The granddaddy of pathfinding is an algorithm called A* (A-star). It's one of my favourite algorithms! I'll try (and fail) to be brief, since there's loads of good reading already available online. Amit Patel of Red Blob Games has an awesome series on pathfinding in general and A* in particular. It's a must read for anyone in game dev, and there's much more great stuff there!
I'll try to sum up A* in a few sentences, though, and how it applies to Powargrid.
A* works on any grid - it just needs to be told which points are connected to which others. In Powargrid, that's just the tiles of the playfield and their neighbours.
To find a path, you give it a list of tiles you want to go, and which tiles to start from. If we're trying to attack another player, we can start from any tile we already built on, and we're looking to reach any tile from which we can shoot at their power plants.
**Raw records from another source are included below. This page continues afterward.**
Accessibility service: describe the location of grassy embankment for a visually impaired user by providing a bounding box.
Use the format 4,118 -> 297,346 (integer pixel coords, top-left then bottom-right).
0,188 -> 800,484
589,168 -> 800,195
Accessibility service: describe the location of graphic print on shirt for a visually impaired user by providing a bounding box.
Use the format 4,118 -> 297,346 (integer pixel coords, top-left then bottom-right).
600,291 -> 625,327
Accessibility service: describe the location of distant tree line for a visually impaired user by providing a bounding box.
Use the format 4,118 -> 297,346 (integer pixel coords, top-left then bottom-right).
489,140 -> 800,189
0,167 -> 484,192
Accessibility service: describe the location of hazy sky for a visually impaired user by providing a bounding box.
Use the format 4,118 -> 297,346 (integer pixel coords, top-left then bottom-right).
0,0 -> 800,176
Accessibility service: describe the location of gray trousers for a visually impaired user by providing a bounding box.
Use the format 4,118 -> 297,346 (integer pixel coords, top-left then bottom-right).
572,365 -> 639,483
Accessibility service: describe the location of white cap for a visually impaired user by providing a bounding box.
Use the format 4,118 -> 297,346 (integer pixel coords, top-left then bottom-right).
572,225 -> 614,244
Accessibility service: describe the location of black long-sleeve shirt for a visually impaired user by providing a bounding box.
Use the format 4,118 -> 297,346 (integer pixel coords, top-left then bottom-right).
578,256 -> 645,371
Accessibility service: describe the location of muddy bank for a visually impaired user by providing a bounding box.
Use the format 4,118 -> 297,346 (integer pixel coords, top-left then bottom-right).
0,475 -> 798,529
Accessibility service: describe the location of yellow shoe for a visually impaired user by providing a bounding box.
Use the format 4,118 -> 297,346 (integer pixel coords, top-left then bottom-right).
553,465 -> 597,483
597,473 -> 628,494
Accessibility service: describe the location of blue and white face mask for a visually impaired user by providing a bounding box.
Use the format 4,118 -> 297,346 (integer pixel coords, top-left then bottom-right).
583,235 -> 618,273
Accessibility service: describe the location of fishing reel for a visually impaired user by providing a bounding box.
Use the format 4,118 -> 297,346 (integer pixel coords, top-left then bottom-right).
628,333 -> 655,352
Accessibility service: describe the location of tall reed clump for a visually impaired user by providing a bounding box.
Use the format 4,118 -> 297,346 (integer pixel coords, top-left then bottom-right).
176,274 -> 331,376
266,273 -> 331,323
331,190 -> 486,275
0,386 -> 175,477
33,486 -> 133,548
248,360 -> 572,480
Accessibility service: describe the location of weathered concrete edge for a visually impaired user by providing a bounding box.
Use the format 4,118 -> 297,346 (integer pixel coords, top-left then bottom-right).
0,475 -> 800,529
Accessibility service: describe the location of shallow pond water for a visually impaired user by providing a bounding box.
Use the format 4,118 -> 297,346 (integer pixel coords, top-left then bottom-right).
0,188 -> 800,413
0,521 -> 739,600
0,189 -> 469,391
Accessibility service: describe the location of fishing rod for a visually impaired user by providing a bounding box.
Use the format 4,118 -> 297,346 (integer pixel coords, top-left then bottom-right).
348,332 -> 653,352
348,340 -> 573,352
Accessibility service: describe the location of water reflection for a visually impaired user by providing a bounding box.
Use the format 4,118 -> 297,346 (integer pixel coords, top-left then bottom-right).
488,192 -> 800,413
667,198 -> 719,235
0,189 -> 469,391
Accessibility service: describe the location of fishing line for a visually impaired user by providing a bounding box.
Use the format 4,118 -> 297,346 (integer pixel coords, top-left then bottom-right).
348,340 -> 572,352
Then, for every tile it currently knows, A* looks at its neighbours and estimates how far each might be from the goal. In our case, that estimate is easy! It's just how many tiles the target is away, horizontally and vertically (this is called the Manhattan distance because it's like measuring distance in city blocks). It then continues finding a path by looking at the best estimates first, which makes it much faster than just looking at everything. And it still guarantees you it'll find the shortest possible path!
In Powargrid, we tell A* your own tiles are cheap - you already own them! Empty tiles are a little more expensive, since you'll have to spend power to actually build something on them. Tiles occupied by an opponent are much more expensive, because you'll have to build and charge weapons to blast through them. The costs are 1 point for your own tiles, 3 for empty tiles, and 20 for enemy tiles. That means the AI will make a 7 tile detour if it can avoid going through one of your buildings.
These simple rules will make the AI build around your buildings, unless the path gets too long. Then it'll just plop down a tower and shoot you inna face.
Defending also uses pathfinding, but the other way around: the AI knows how much power you'll have next turn, and figures out where you'll be able to go. If that includes places where it would like you not to be, it'll claim those tiles itself.